Just goes to show you grabbing a beer and talking amongst your friends can have some great benefits. Another great fact to take away from the Junto is that collaboration and exchange of ideas can serve as a catalyst for growth rather than competition.
4. Declaration of Independence & the Constitution
One of the most revolutionary documents in history, the Declaration of Independence, was adopted on July 4, 1776. With it, the founding fathers declared that the 13 American colonies were no longer part of the British Empire but sovereign states. Because of Benjamin Franklin’s talent in so many areas, sometimes it is easy to forget his in the drafting of the Declaration of Independence and the foundation of our nation. Franklin was appointed by the Continental Congress to a committee charged with drafting a formal document to justify the colonies’ decision of severing political ties with Britain. After Thomas Jefferson wrote the declaration of independence, he sent it to Franklin for review. Not surprisingly, Benjamin Franklin was one of 55 men who signed the declaration, setting the course for the Revolutionary War.
As an elder statesman, Franklin was not as heavy involved in the Constitution as other delegates but he still had a strong influence and was looked upon with reverence and great respect. His most important contribution came with advocating for freedom of speech for our nation’s citizens. Benjamin Franklin would sign the Constitution at the ripe age of 81 and would be oldest signee of the founding document of the American government.
3. Various Inventions
While we’ve mentioned many of his inventions on this list already, we’d be remiss if this wasn’t its own category. Sitting in a rocking chair while you’re reading this article? Well you’ve got our friend Mr. Benjamin Franklin to thank for that. He fitted the arms of his armchair with curved pieces of wood and the rocking chair was born. Wearing glasses while you read this article? Once again, you have Mr. Benjamin Franklin to thank for his invention of bifocals. Franklin wrote to his friend in 1784, “happy in the invention of double spectacles, which serving for distant objects as well as near ones, make my eyes as useful to me as ever they were.”

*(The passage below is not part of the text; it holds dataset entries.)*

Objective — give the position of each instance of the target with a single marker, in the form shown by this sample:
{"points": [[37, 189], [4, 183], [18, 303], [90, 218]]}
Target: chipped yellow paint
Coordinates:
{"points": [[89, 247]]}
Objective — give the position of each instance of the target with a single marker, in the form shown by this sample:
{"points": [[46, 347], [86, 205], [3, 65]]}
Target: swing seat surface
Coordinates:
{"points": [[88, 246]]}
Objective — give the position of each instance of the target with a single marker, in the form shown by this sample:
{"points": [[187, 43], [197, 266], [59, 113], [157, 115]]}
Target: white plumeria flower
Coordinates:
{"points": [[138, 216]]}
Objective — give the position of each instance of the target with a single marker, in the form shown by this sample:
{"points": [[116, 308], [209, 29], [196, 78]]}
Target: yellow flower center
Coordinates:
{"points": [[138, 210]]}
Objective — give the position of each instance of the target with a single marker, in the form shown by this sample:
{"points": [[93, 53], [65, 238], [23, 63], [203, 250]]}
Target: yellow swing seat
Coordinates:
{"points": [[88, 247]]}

He seems to be an infinitely curious man, and as a result of that curiosity he was able to bless the colonies with great inventions.
One of the funniest facts about Benjamin Franklin was his use of pseudonyms to get his work published in his brother’s newspaper. A bit of sibling rivalry existed between Ben and his older brother James, who refused to publish his brother’s work despite its obvious quality. So, Ben did what any rebellious younger brother would do – he created a pseudonym. He submitted 14 letters under the name “Mrs. Silence Dogood” – supposedly a middle-aged widow.

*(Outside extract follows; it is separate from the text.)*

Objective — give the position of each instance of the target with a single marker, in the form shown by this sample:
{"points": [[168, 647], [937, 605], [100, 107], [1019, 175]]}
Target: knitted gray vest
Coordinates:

The letters were extremely popular with the paper’s readers, even resulting in several marriage proposals. As his writing became more radical, Franklin took on more pseudonyms. He would go on to have many aliases including: Harry Meanwell, Alice Addertongue, The Prophet of Tolerance, Richard Saunders, and Timothy Turnstone.
One of the notable discoveries of the time was Franklin’s in regards to electricity. Previously, the prevailing thought was that electricity was composed of two opposing forces. However, Franklin was able to show that electricity consisted of a “common element” which he named “electric fire.” His work served as the basis of single fluid theory, and as a result of the novelty of his observations, he coined terms and language such as: battery, conductor, charge, condenser, and many more.
A very cool fact about his famous kite experiment is that it almost killed him. Twice. That’s how determined and curious Franklin was – the only thing that kept him from dying during the experiment was that he didn’t receive a strong enough charge.